“Cosmovisões indígenas: novos olhares sobre a natureza e a cultura”
Por Fábio Pedro de Souza Ferreira Bandeira do Departamento de Biologia da UEFS
A oposição entre natureza e cultura é fundadora de uma tradição intelectual que marca profundamente o pensamento moderno, já nos indicava o historiador Keith Thomas em seu livro “O homem e o mundo natural”. Ela alimenta o chamado “mito da natureza intocada” que alicerça o paradigma dominante da corrente mais ortodoxa da biologia da conservação, aquele que rejeita um modelo de preservação onde a sociedade esteja incluída como um dos elementos dos ecossistemas.

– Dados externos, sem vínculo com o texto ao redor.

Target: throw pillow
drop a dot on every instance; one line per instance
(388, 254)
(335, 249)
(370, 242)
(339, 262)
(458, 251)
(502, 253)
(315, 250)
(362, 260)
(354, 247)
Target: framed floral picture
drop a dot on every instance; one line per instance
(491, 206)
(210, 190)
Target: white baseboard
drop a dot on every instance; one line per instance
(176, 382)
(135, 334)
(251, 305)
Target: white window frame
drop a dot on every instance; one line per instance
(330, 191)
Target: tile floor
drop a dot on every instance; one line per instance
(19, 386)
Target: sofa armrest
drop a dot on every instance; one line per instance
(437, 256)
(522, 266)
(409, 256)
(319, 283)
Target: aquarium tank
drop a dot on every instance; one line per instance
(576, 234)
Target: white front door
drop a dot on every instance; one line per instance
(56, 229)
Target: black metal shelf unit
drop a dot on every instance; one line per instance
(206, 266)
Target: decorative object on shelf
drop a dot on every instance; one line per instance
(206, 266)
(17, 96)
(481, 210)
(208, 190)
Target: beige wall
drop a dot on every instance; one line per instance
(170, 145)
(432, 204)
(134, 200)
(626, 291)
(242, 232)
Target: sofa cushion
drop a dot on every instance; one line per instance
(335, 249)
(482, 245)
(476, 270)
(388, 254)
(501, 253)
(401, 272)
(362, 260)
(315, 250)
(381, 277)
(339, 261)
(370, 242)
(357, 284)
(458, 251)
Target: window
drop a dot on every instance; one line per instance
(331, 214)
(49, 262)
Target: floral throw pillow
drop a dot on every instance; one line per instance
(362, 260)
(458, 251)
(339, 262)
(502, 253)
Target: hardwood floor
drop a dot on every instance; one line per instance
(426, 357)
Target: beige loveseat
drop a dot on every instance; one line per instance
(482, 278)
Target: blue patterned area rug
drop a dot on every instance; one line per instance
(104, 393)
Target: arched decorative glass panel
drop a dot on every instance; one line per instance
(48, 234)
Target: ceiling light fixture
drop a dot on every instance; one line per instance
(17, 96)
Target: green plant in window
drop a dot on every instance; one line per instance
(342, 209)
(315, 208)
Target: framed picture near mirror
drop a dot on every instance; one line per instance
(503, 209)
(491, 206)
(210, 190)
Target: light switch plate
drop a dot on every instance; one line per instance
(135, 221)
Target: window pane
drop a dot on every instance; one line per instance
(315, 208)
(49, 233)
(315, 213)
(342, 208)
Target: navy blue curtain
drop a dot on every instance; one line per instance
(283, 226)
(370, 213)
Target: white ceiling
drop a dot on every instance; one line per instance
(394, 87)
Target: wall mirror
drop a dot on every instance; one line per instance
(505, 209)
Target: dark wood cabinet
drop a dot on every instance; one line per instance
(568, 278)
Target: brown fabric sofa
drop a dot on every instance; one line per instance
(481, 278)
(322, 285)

O pensamento moderno trata a natureza separada da cultura e designa prioridade ontológica para a primeira. Para Peter Dwyer, antropólogo australiano, isto é análogo à separação do organismo do ambiente que caracteriza a biologia. A verdade pode ser que a idéia de selvagem, que supõe o último refúgio da natureza, não é mais do que uma tentativa de representar um lugar imaginário como um símbolo concreto. Segundo Dwyer, ´Natureza´ como conhecem os ocidentais é uma invenção, um artefato. Para ele, prova disso é que se por um lado natureza e cultura são opostas como categorias discretas, por outro, elas aparecem como momentos num continuum que pode ser de desenvolvimento ou evolutivo. O paradoxo é bem conhecido; ele se refere à tensão entre produto e processo, entre entidade e relação. Não haveria outras possibilidades epistemológicas? A mente “selvagem” nos convida a essa reflexão.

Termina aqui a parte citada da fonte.